Mr. Trump has since selected Mr. Kennedy to run the Department of Health and Human Services and has met with medical freedom activists in New Jersey. In November, Mr. Kennedy said that he did not plan to “take away anybody’s vaccines.” But, he added, he wanted to make sure that people had the freedom to choose whether to take them at all. After decades of being on the fringes, and perhaps for the first time, “medical freedom activists are in a position of power, rather than resistance,” Mr. Grossman said.
Dr. Offit said the United States was already experiencing “the effects of medical freedom.” In recent years, opposition to vaccine requirements for students and children has risen, and vaccination rates for kindergartners have fallen, according to the Centers for Disease Control and Prevention.

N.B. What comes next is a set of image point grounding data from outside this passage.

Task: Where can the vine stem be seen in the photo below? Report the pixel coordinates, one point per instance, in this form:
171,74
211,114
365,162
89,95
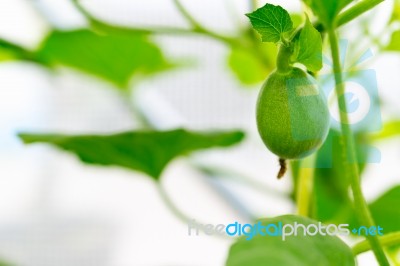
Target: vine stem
349,154
386,240
305,185
356,10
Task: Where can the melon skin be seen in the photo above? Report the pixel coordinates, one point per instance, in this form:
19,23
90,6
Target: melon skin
292,114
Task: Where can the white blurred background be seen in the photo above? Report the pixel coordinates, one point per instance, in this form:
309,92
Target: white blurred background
56,211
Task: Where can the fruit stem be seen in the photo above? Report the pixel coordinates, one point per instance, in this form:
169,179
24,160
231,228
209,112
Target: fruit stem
305,185
283,63
349,153
282,170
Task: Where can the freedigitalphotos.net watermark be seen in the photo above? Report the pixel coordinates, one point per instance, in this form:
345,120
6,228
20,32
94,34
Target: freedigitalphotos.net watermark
280,230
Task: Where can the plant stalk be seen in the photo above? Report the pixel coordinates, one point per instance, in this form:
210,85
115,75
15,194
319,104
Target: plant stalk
356,10
362,211
305,185
388,240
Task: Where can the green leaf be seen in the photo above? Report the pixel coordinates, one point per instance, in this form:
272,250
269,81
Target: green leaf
386,212
332,202
308,48
297,250
248,67
271,22
394,44
115,57
390,129
396,12
145,151
327,10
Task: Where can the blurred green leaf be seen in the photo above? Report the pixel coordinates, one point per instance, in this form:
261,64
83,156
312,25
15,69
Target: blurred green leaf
332,195
145,151
297,250
386,212
396,12
3,263
297,19
394,44
390,129
271,22
248,67
332,201
308,48
115,56
327,10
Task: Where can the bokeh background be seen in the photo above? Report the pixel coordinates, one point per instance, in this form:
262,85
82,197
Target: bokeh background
54,210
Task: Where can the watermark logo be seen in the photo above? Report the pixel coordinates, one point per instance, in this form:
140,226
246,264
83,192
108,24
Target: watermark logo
280,230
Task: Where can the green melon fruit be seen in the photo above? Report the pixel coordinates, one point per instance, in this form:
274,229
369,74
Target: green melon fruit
292,114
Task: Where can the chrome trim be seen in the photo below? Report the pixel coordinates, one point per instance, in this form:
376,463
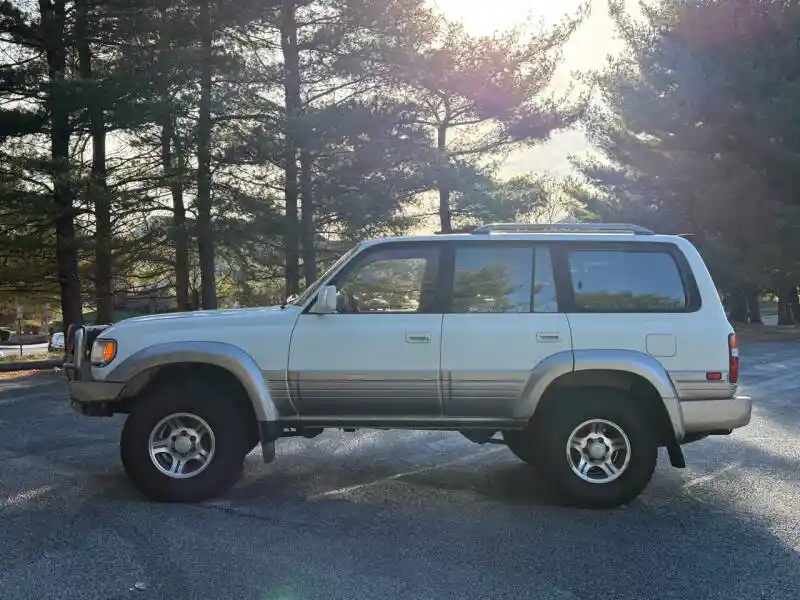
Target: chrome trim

That trend leaves the nation poised to lose herd immunity to childhood diseases, Dr. Offit said, if it hasn’t already. Rates of whooping cough are climbing. A strain of the polio virus is still present in the environment, and could begin to infect more people. Measles outbreaks have occurred in dozens of states, and Dr. Offit worries it will only get worse from here.
Whether these developments might turn the tide away from medical freedom remains to be seen.
“How many children have to die to get their attention? I don’t know,” Dr. Offit said. “I guess we’ll find out.”